Each virtual company is a simulated business with:
- A business model and goals
- Revenue targets and constraints
- Employees (agents) with roles and responsibilities
- Real operational needs that require using other companies’ products
┌─────────────────┐ ┌─────────────────┐
│ Virtual Co. A │ │ Virtual Co. B │
│ (E-commerce) │ │ (SaaS Analytics) │
│ │ uses │ │
│ Needs analytics ─┼────────►│ Provides dashb. │
│ to track sales │ │ and reports │
│ │◄────────┼─ Needs customers │
│ Is a customer │ uses │ to demo product │
└─────────────────┘ └─────────────────┘
│ │
│ uses │ uses
▼ ▼
┌─────────────────┐ ┌─────────────────┐
│ Virtual Co. C │ │ Your App │
│ (Marketing Agency│ │ (under test) │
│ │ uses │ │
│ Runs campaigns ─┼────────►│ The product you │
│ for A and B │ │ are benchmarking │
└─────────────────┘ └─────────────────┘
Why this works:
-
Agents have purpose. They’re not running test scripts — they’re trying to hit quarterly targets, onboard new clients, solve operational problems. The app usage is a means to an end, not the end itself.
-
Emergent behavior. When Company A’s sales spike, Company B’s analytics dashboard gets hammered. When Company C runs a campaign, your app gets a burst of sign-ups. You didn’t script these scenarios — they emerged from the simulation.
-
Realistic failure modes. An agent trying to close a deal before end-of-quarter will push your app’s edge cases in ways a scripted test never would.
-
Cross-product interaction. Your app doesn’t exist in a vacuum. Virtual companies use multiple products together, exposing integration issues and workflow gaps.
-
The benchmark writes itself. Instead of hand-crafting test scenarios, you define company goals and let the agents figure out how to achieve them. New test coverage emerges automatically as companies evolve.
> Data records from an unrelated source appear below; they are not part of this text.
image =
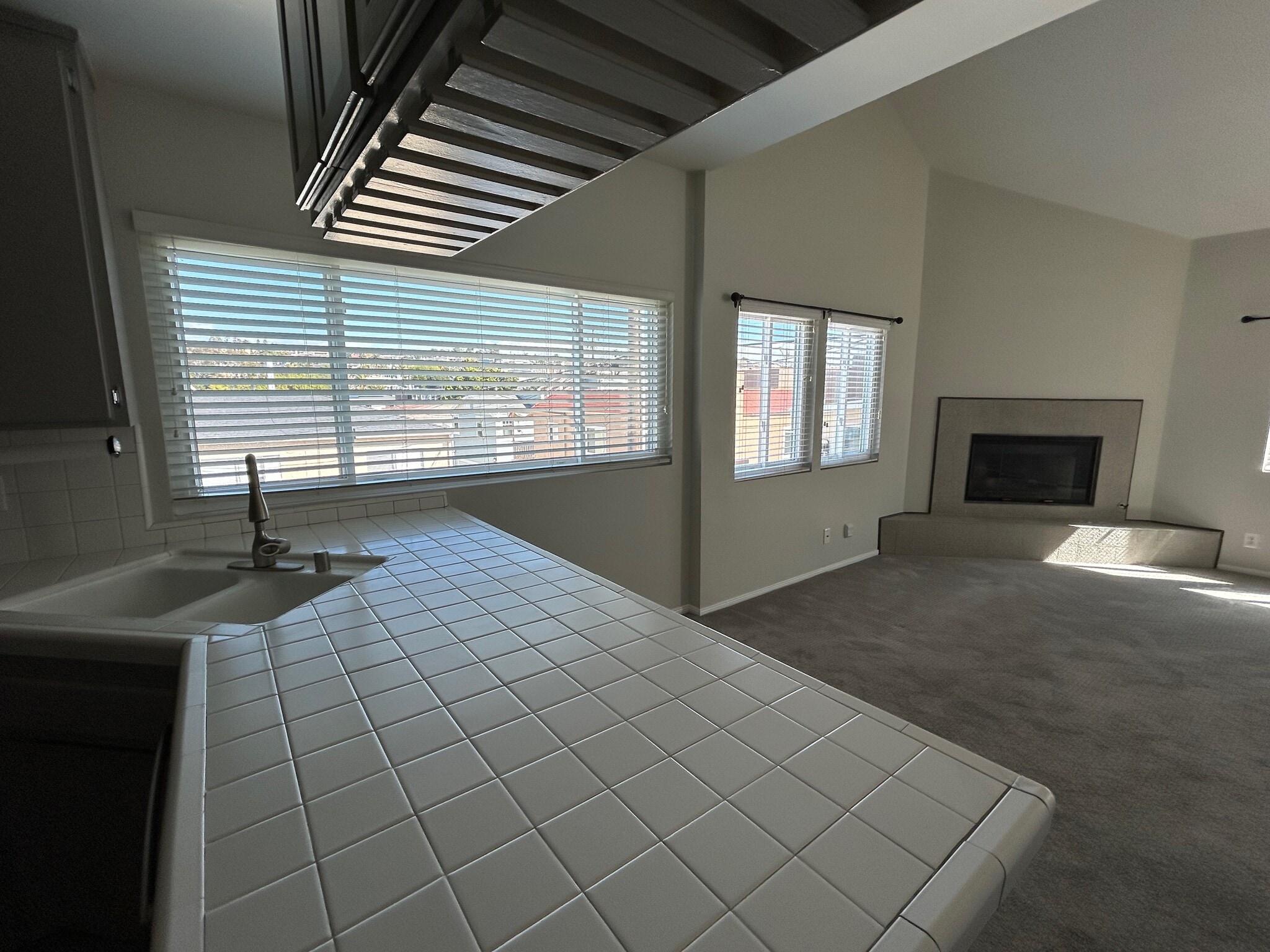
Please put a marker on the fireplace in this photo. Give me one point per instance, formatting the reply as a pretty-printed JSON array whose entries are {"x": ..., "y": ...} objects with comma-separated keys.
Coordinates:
[{"x": 1038, "y": 470}]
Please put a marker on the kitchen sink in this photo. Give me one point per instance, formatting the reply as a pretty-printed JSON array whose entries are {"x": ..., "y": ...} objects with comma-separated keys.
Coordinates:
[{"x": 192, "y": 586}]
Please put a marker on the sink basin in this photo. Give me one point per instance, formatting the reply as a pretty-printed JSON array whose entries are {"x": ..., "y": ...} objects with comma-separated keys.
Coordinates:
[{"x": 192, "y": 586}]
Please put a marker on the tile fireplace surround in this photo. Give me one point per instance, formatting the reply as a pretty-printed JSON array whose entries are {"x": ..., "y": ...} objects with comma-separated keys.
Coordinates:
[{"x": 1071, "y": 534}]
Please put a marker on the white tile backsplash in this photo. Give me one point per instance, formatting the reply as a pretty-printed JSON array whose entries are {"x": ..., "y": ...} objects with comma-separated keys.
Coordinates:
[{"x": 95, "y": 505}]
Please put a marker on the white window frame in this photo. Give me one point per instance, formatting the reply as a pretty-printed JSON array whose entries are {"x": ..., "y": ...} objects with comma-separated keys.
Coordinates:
[
  {"x": 166, "y": 511},
  {"x": 813, "y": 395}
]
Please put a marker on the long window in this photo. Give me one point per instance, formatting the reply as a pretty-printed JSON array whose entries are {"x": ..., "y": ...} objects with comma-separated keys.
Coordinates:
[
  {"x": 779, "y": 357},
  {"x": 338, "y": 372},
  {"x": 774, "y": 379},
  {"x": 851, "y": 419}
]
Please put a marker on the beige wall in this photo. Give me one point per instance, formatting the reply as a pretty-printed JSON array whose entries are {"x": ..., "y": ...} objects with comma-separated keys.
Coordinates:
[
  {"x": 835, "y": 216},
  {"x": 179, "y": 157},
  {"x": 1029, "y": 299},
  {"x": 1220, "y": 403}
]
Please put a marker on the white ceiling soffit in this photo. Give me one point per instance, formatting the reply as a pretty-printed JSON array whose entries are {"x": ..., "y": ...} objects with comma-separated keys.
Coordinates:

The Autoresearch Loop, Applied
Setup (fixed, like prepare.py):
- Virtual company definitions (business model, goals, constraints)
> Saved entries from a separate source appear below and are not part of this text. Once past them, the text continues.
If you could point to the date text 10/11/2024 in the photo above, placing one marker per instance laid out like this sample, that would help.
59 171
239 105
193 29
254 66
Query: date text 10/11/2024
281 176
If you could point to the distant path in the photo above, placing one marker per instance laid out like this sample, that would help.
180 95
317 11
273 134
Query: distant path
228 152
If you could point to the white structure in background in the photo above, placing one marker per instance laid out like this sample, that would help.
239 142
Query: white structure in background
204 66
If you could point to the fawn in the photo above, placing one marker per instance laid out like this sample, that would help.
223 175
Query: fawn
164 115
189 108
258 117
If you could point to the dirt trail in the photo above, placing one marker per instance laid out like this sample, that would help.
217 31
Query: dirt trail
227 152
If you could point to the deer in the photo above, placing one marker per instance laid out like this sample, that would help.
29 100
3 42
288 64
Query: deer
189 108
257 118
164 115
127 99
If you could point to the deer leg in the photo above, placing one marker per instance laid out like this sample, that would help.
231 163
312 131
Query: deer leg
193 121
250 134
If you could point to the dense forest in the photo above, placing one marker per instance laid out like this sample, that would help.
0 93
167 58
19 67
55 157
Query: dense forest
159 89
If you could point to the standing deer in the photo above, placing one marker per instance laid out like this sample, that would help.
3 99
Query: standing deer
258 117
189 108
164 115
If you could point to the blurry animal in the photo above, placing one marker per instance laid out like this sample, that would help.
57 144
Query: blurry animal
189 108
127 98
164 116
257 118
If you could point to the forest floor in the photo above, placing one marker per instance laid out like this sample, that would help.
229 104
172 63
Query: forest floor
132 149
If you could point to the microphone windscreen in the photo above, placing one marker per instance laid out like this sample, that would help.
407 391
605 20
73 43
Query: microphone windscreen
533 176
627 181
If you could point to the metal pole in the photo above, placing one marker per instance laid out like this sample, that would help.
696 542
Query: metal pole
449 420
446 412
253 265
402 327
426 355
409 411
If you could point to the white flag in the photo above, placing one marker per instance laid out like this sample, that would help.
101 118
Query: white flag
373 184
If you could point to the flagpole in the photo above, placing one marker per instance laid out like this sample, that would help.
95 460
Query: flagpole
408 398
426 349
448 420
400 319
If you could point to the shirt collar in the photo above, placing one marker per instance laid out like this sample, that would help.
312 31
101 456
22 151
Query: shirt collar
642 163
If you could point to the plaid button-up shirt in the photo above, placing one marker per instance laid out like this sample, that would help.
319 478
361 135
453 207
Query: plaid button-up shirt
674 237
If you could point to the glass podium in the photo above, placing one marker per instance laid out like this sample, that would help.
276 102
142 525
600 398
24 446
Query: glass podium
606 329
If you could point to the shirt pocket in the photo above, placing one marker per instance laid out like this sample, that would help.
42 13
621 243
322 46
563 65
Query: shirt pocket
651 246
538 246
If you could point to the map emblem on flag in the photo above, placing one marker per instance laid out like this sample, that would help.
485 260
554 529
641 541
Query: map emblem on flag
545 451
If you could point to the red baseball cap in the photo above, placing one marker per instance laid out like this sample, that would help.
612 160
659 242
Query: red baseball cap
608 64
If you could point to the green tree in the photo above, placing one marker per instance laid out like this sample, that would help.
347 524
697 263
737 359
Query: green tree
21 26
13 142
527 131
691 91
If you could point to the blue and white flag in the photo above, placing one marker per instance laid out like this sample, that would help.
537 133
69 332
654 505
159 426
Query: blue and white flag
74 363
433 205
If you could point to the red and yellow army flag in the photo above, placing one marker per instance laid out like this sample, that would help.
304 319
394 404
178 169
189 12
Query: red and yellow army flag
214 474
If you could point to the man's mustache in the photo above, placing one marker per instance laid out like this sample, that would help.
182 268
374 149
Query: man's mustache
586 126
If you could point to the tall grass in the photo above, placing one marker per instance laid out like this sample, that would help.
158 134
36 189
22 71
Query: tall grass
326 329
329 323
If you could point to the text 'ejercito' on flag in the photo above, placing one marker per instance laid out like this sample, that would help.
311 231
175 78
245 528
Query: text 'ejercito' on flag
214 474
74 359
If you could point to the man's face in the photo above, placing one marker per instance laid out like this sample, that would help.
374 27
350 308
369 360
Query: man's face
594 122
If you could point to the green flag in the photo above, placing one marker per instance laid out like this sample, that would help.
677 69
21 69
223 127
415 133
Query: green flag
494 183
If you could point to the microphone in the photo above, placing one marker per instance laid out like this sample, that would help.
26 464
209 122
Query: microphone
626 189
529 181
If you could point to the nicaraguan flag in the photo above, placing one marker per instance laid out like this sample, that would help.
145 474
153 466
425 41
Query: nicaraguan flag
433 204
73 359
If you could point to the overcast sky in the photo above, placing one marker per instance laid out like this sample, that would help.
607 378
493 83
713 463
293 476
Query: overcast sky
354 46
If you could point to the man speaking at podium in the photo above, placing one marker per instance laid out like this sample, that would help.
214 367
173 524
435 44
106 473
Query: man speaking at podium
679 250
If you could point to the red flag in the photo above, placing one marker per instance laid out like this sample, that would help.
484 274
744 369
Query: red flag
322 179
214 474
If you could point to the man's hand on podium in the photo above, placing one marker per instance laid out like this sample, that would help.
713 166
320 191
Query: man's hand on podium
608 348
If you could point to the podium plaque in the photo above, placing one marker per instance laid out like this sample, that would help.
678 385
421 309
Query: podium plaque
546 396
- Agent roles and responsibilities
- Inter-company relationships
- Scoring: did companies achieve their goals? How efficiently?
Sandbox (modified each iteration, like train.py):
- Your app's code
Loop (like program.md):
1. Agent modifies the app
2. Virtual companies run for a simulated period
3. Measure: goal completion rate, task success, error rate, time-to-completion
4. Keep or discard the change
5. Repeat
The metric isn’t val_bpb. It’s “did the virtual companies accomplish their goals
using your product?” Lower friction, higher success rate, fewer errors = better product.
Key Limitation
Same as LLM labs: synthetic can diverge from reality. Virtual companies might develop usage patterns that real businesses never would. Periodic calibration against real user data is essential — use real usage to tune the simulation, not replace it.
Summary
| Layer | What It Provides |
|---|---|
| Autoresearch pattern | The loop: change → measure → keep/discard |
| Synthetic benchmarks | Speed: seconds instead of days |
| Virtual companies | Purpose: agents with real goals, not scripts |
| Cross-company simulation | Emergence: unknown unknowns surface organically |
| Calibration against real | Accuracy: keeps synthetics honest |
The new software development cycle: Build for agents → simulate virtual companies → benchmark → iterate at machine speed → then ship to humans.